Process finished with exit code 1

It's the first time that I got that error, I had problem before but due to incompatibility among different shapes, not because of the compile phase.

Can someone give me an hint on how to solve this problem? Thanks

mescarra commented 7 years ago

Today I upgraded cudnn from version 5 to version 6 and theano from version 0.9.0-dev2 to version 0.9.0 and I'm getting the same mod.cu(77): error: identifier "cudnnSetFilterNdDescriptor_v4" is undefined error message.

Any ideas? Thanks

wircho commented 7 years ago

Having the same issue mod.cu(77): error: identifier "cudnnSetFilterNdDescriptor_v4" is undefined. Coincidence that we're having the issue today and there are only like 3 Google results for this?

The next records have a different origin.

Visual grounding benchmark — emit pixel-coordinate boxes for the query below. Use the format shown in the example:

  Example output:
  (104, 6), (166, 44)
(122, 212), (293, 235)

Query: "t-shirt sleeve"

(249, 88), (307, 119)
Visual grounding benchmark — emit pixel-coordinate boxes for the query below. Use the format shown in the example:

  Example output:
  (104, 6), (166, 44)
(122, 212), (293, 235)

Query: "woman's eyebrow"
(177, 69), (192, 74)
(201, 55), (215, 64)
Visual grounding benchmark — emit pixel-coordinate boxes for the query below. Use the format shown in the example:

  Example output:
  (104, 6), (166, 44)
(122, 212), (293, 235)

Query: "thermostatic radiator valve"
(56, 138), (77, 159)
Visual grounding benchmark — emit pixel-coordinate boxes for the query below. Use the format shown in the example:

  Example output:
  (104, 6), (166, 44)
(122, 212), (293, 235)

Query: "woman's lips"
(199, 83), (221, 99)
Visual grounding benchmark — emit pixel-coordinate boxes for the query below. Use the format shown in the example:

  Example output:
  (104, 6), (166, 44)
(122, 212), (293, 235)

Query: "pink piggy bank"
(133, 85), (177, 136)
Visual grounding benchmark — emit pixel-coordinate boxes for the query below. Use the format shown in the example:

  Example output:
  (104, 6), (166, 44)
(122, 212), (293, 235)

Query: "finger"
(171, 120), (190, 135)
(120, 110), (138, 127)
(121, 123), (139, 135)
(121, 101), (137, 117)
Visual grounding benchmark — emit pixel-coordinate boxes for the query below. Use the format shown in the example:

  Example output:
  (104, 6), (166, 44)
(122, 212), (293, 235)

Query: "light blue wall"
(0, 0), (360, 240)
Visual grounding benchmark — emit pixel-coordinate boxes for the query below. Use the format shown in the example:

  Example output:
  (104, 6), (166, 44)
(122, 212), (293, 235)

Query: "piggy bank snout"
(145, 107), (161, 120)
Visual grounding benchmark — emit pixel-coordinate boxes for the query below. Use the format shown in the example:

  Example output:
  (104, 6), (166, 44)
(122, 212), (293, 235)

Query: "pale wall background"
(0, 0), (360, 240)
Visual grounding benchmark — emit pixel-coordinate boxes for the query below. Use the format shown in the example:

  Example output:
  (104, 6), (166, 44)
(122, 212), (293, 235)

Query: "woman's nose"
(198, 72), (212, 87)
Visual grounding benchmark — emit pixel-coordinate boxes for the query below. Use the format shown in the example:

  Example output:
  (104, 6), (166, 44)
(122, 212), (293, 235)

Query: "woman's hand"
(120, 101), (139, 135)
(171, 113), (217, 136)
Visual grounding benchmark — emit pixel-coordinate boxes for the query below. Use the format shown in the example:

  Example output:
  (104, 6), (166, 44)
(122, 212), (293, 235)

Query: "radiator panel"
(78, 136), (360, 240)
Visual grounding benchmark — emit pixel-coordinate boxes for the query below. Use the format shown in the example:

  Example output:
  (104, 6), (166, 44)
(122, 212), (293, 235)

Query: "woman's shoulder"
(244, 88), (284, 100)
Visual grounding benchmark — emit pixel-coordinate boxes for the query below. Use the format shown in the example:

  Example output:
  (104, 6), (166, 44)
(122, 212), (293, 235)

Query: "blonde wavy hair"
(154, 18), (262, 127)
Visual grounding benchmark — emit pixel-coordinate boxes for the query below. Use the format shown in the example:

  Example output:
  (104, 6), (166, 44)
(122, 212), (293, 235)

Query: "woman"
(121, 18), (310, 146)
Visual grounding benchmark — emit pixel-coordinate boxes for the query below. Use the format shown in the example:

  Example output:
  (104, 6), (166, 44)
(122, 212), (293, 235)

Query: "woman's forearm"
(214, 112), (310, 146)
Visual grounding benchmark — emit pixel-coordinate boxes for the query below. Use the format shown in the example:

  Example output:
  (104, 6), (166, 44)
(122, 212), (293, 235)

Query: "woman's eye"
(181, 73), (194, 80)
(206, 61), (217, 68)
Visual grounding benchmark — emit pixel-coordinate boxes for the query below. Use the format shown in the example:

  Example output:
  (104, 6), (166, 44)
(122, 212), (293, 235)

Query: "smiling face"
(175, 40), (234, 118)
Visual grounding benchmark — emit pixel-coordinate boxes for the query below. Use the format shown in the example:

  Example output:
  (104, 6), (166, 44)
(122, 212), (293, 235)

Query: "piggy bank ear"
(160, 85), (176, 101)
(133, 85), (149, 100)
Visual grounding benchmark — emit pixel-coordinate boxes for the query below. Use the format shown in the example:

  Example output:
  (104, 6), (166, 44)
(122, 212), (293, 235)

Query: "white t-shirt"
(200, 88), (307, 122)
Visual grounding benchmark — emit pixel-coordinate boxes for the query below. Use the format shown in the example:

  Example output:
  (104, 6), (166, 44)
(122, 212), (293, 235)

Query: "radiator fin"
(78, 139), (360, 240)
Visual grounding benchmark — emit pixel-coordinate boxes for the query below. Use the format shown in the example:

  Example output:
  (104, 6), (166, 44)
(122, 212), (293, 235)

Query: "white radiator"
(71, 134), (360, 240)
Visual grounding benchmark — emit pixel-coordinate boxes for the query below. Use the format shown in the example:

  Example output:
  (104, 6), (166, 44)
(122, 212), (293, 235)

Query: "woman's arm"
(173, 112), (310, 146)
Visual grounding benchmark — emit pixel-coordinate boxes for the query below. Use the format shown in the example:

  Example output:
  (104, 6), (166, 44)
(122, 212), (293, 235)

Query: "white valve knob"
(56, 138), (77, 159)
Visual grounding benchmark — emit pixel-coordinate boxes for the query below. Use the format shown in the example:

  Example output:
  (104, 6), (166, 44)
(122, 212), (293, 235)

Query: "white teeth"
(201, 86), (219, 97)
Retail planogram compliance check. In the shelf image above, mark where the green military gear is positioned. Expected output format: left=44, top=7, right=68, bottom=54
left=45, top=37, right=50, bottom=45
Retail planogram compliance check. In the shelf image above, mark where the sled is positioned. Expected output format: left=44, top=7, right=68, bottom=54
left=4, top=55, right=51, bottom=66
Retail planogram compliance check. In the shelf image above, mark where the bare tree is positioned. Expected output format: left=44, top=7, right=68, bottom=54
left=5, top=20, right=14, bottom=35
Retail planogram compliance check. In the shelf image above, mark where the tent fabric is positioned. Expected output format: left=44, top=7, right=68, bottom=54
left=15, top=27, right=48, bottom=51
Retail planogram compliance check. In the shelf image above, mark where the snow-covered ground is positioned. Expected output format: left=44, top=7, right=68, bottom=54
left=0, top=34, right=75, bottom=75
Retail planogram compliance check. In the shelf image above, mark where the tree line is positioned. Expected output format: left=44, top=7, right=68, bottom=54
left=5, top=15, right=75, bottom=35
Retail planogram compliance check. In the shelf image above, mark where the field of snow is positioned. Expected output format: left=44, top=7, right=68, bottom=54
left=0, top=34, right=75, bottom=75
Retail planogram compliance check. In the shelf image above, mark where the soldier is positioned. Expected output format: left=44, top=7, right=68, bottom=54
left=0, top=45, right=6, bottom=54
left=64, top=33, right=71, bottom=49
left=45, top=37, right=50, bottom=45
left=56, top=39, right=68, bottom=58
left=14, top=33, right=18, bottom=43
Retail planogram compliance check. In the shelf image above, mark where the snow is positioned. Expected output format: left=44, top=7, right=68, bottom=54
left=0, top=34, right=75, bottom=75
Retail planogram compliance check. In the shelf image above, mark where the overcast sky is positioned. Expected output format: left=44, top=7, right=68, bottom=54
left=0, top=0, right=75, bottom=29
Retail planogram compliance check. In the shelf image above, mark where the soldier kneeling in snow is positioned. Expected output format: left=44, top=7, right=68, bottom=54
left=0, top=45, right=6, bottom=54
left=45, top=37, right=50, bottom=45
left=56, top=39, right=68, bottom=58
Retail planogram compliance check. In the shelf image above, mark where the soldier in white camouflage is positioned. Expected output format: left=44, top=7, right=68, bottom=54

derekja commented 7 years ago

I'm currently hitting that issue too. As part of the fast.ai deep learning course there has been a lot of back and forth on the theano/cuDNN versions in this thread: http://forums.fast.ai/t/making-your-own-server/174/393

I've not got it working yet, but am hopeful...

CamAnNguyen commented 7 years ago

I have jumped to this issue. And have just fixed it my downgrade to cudnn 5.1.5. Previously, I was on latest cudnn on Arch Linux. Hope it helps someone

snovik75 commented 7 years ago

CamAnNguyen, how did you downgrade? In the package archive it starts only with version 6

CamAnNguyen commented 7 years ago

@snovik75 I installed through anaconda

huangyingw commented 6 years ago

@CamAnNguyen , what's your exact command to install cudnn 5.1.5 through anaconda ?

CamAnNguyen commented 6 years ago

@huangyingw: you can check here: https://anaconda.org/search?q=cudnn . The official version from anaconda channel is now 6.0.21. For older version, you can choose any channel/owner. I used conda install -c marta-sd cudnn

huangyingw commented 6 years ago

@CamAnNguyen thank you very much.

ghost commented 6 years ago

I am having the same issue. Hope it to be fixed soon. I have Ubuntu 16.04, Theano 0.9.0 and cuDNN 6021.

huanhuanjiayou commented 6 years ago

@fazzolini I have hitting the same problem and the same version of Ubuntu 16.04, Theano 0.9.0 and cuDNN 6021, have you solved this peoblem?